Trend brief · 2026-03-05

Software agents are moving from task enhancement toward execution loops and domain reliability

6 tracked topics

software-agents coding-agents terminal-agents tool-creation repo-automation domain-agents

Overview

Today’s software-agent research is clearly moving from merely writing code to preparing tasks, setting up environments, and operating over long durations. The highlights are no longer just model capability, but also preprocessing, execution loops, and engineering constraints. Main observations - task input is becoming a core lever. CodeScout shows that first doing small-scope pre-exploration of the repository, then filling in reproduction steps, expected behavior, and repair hints, can significantly improve real bug-fixing performance. Compared with sending the agent in directly, this kind of upfront enhancement is more stable. - executability environment automation is filling in a key gap.

Clusters

Enhance the problem first, then execute the fix

Code agents are beginning to shift their focus from “stronger models” to “better task inputs.” CodeScout first performs lightweight pre-exploration of a repository, then rewrites vague requests into executable problem statements, directly reducing blind search and repeated repair attempts. This direction emphasizes clarifying the task before letting the agent act.

Representative sources

CodeScout: Contextual Problem Statement Enhancement for Software Agents — Manan Suri; Xiangci Li; Mehdi Shojaie; Songyang Han; Chao-Chun Hsu; Shweta Garg; …

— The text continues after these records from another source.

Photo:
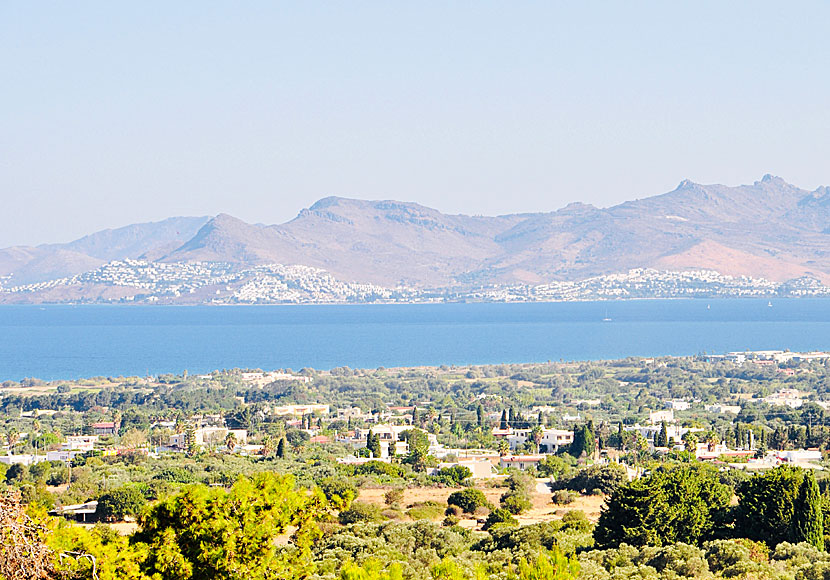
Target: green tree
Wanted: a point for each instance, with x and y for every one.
(679, 505)
(767, 505)
(808, 520)
(662, 437)
(418, 448)
(536, 435)
(373, 444)
(553, 565)
(468, 499)
(208, 533)
(120, 503)
(499, 516)
(230, 441)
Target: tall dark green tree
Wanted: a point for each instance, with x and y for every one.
(662, 437)
(767, 505)
(373, 444)
(680, 505)
(808, 520)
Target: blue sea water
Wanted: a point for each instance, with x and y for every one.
(67, 342)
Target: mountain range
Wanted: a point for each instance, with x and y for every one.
(768, 229)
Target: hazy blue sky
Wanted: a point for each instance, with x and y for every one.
(113, 113)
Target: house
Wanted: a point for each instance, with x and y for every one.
(521, 462)
(734, 409)
(25, 459)
(78, 512)
(209, 436)
(552, 439)
(79, 443)
(480, 468)
(389, 436)
(104, 428)
(300, 410)
(661, 416)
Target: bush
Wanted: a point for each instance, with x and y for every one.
(120, 503)
(360, 512)
(428, 510)
(175, 475)
(516, 502)
(453, 476)
(500, 516)
(451, 521)
(339, 491)
(606, 478)
(563, 497)
(393, 496)
(380, 468)
(468, 500)
(576, 520)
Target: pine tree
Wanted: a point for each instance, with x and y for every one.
(662, 439)
(808, 520)
(373, 444)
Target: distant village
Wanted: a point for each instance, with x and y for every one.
(138, 281)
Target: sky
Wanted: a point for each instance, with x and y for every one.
(114, 113)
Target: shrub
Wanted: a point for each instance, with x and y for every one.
(360, 512)
(393, 496)
(499, 516)
(175, 475)
(122, 502)
(451, 520)
(516, 502)
(563, 497)
(468, 499)
(428, 510)
(453, 476)
(380, 468)
(576, 520)
(606, 478)
(339, 491)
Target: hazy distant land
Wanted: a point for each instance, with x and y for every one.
(768, 239)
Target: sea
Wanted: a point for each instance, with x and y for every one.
(67, 342)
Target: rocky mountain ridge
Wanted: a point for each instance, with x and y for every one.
(769, 229)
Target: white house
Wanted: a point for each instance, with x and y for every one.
(677, 405)
(660, 416)
(521, 462)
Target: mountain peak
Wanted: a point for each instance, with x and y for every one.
(685, 184)
(774, 180)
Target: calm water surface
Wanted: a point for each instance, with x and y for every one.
(64, 342)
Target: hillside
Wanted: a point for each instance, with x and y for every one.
(768, 229)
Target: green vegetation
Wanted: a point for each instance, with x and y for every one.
(283, 504)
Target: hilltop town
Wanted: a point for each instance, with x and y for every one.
(138, 281)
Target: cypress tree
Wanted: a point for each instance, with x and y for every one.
(373, 444)
(808, 520)
(662, 439)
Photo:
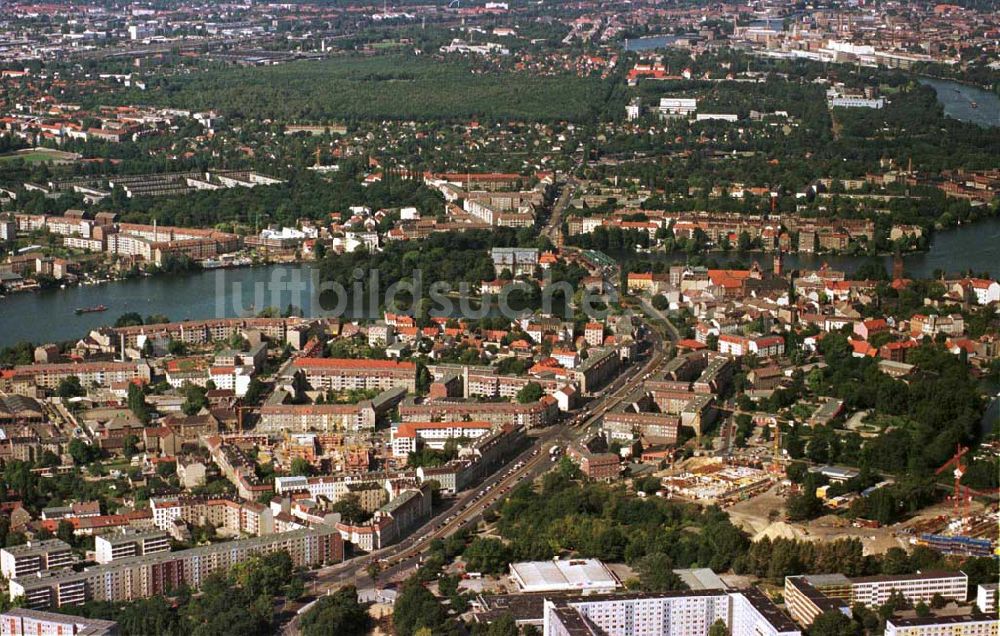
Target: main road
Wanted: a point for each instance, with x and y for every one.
(467, 508)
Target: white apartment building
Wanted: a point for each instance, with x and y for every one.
(129, 543)
(752, 614)
(24, 622)
(34, 557)
(409, 436)
(688, 613)
(677, 106)
(875, 590)
(965, 625)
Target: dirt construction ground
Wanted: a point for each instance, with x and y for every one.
(755, 517)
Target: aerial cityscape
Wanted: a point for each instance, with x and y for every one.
(499, 318)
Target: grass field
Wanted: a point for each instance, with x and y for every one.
(39, 155)
(391, 86)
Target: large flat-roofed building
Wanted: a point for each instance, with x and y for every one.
(746, 612)
(129, 543)
(808, 596)
(683, 613)
(326, 418)
(25, 622)
(964, 625)
(497, 413)
(341, 374)
(35, 556)
(922, 586)
(753, 614)
(409, 436)
(151, 575)
(581, 575)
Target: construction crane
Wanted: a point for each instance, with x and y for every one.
(958, 471)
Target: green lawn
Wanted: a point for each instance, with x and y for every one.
(395, 86)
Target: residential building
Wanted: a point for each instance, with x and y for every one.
(35, 556)
(144, 576)
(25, 622)
(128, 543)
(340, 374)
(407, 437)
(960, 625)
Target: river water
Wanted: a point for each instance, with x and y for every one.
(48, 316)
(958, 100)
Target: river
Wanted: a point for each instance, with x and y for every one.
(48, 316)
(958, 100)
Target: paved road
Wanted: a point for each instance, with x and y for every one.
(467, 508)
(554, 224)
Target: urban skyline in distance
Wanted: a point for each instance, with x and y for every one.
(500, 318)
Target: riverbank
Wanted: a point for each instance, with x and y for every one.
(47, 315)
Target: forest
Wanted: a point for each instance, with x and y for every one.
(241, 601)
(374, 88)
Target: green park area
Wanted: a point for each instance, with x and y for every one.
(384, 87)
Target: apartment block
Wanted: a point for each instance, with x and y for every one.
(811, 595)
(49, 376)
(669, 614)
(340, 374)
(25, 622)
(129, 543)
(326, 418)
(965, 625)
(244, 517)
(34, 556)
(497, 413)
(144, 576)
(409, 436)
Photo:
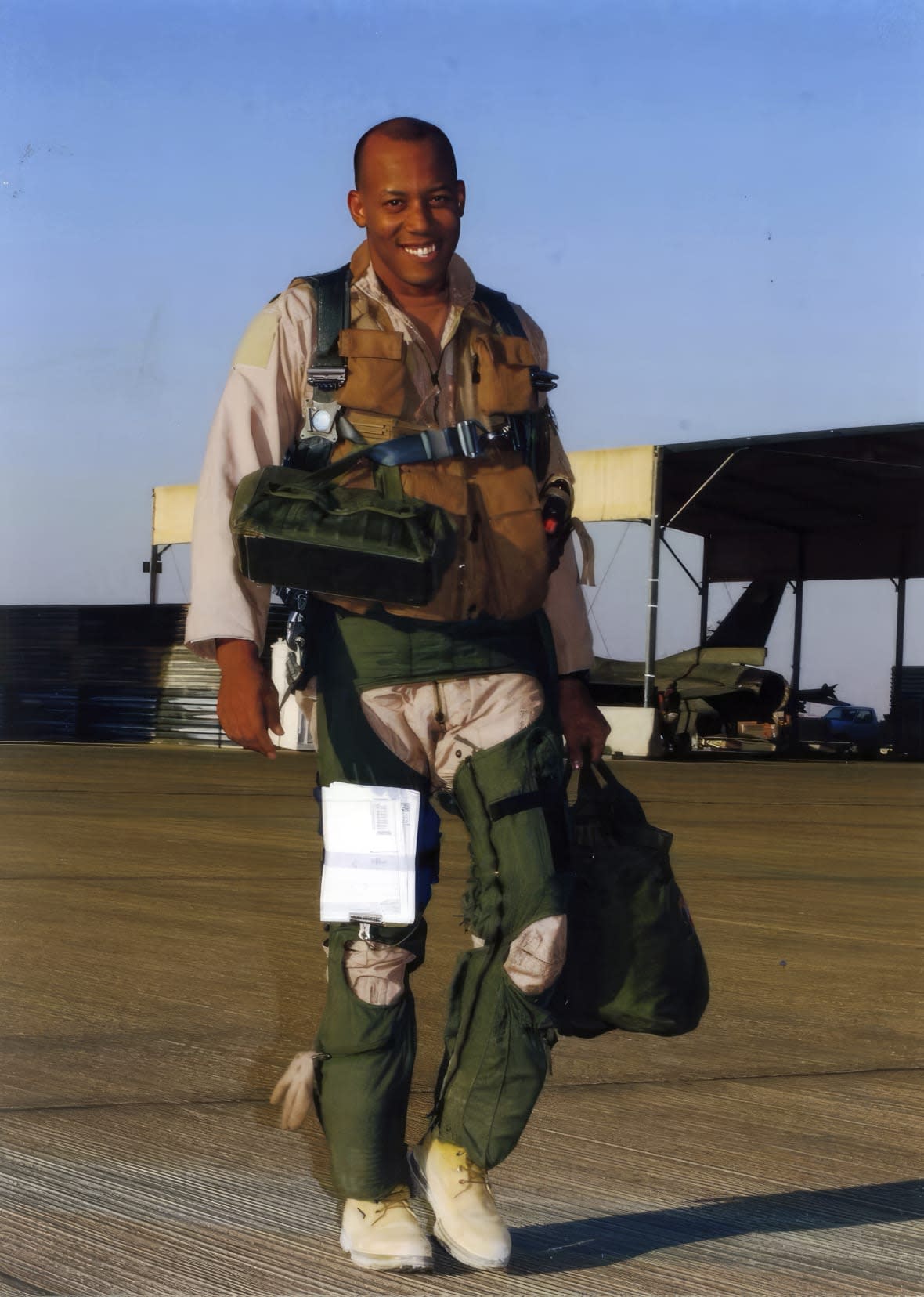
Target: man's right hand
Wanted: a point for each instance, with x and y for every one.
(247, 703)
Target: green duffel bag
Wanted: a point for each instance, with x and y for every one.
(634, 960)
(300, 529)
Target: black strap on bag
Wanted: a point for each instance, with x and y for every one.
(634, 960)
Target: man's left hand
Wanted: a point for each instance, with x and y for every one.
(582, 721)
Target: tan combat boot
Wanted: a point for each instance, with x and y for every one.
(385, 1235)
(467, 1218)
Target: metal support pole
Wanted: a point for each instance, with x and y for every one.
(704, 593)
(900, 644)
(154, 562)
(796, 682)
(653, 569)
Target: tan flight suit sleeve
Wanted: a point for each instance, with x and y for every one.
(564, 603)
(257, 419)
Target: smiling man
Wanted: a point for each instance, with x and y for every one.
(463, 695)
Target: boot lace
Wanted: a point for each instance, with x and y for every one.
(398, 1198)
(471, 1172)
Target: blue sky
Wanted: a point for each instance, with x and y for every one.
(714, 209)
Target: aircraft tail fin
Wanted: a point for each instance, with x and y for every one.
(751, 619)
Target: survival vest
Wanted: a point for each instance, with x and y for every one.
(500, 565)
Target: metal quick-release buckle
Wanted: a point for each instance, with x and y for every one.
(469, 441)
(327, 378)
(449, 443)
(542, 379)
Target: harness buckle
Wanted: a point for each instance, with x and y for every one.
(469, 441)
(542, 381)
(327, 378)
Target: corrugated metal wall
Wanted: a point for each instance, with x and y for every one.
(908, 711)
(106, 674)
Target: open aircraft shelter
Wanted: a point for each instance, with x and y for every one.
(841, 504)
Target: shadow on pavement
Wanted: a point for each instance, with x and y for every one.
(605, 1240)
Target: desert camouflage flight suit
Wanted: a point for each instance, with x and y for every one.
(464, 709)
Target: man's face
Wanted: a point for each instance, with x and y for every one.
(410, 205)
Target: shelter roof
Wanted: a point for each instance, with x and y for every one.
(835, 504)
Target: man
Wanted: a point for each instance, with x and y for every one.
(458, 697)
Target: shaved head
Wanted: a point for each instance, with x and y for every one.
(407, 130)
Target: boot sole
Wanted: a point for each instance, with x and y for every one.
(370, 1261)
(462, 1255)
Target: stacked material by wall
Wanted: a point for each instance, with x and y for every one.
(106, 674)
(908, 712)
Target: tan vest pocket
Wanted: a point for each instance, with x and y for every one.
(375, 370)
(504, 381)
(514, 544)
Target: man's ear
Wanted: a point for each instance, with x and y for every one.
(354, 201)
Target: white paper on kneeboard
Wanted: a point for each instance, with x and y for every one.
(370, 848)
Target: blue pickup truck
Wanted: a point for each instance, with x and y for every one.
(844, 729)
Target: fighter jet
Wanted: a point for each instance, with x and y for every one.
(722, 682)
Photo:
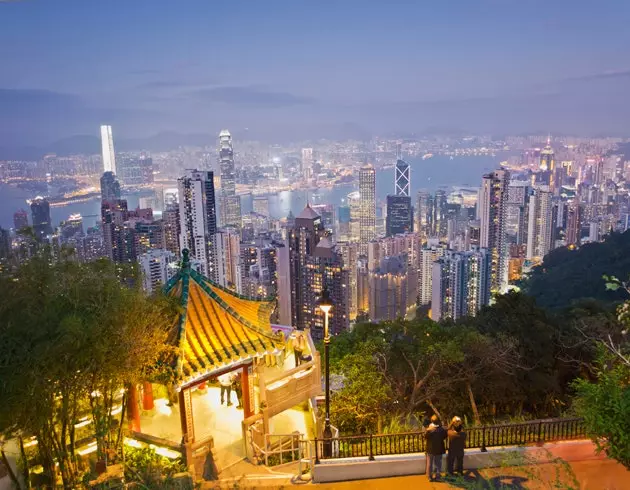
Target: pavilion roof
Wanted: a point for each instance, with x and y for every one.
(216, 327)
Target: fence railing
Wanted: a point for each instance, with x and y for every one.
(371, 445)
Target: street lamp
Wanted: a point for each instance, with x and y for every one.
(325, 305)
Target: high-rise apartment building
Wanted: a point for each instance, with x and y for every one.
(198, 220)
(540, 225)
(40, 216)
(492, 214)
(107, 149)
(157, 267)
(367, 206)
(402, 182)
(230, 202)
(461, 284)
(399, 215)
(110, 187)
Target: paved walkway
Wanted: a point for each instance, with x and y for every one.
(590, 475)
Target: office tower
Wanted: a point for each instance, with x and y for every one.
(350, 257)
(228, 244)
(574, 224)
(134, 170)
(367, 206)
(540, 226)
(315, 266)
(461, 284)
(283, 292)
(422, 214)
(230, 202)
(307, 163)
(428, 255)
(388, 289)
(399, 215)
(198, 219)
(20, 220)
(107, 150)
(110, 187)
(157, 267)
(172, 228)
(261, 206)
(402, 184)
(492, 213)
(40, 216)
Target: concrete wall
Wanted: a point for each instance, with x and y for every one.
(415, 464)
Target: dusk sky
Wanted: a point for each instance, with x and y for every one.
(300, 69)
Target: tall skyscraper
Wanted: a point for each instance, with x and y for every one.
(230, 202)
(461, 284)
(157, 267)
(107, 149)
(40, 215)
(399, 215)
(367, 210)
(20, 220)
(198, 220)
(402, 184)
(540, 225)
(307, 163)
(492, 213)
(110, 187)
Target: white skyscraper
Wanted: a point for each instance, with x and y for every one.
(198, 220)
(107, 145)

Code agents are moving down into real repository execution environments

Another main thread is automating the very act of “getting the repository running.” RepoLaunch handles dependencies, compilation, and testing across multiple languages and platforms, and distills successful experience into reproducible scripts. This shows that the focus of software agents is expanding from one-off patches to complete engineering environments.

Representative sources

RepoLaunch: Automating Build&Test Pipeline of Code Repositories on ANY Language and ANY Platform — Kenan Li; Rongzhi Li; Linghao Zhang; Qirui Jin; Liao Zhu; Xiaosong Huang; …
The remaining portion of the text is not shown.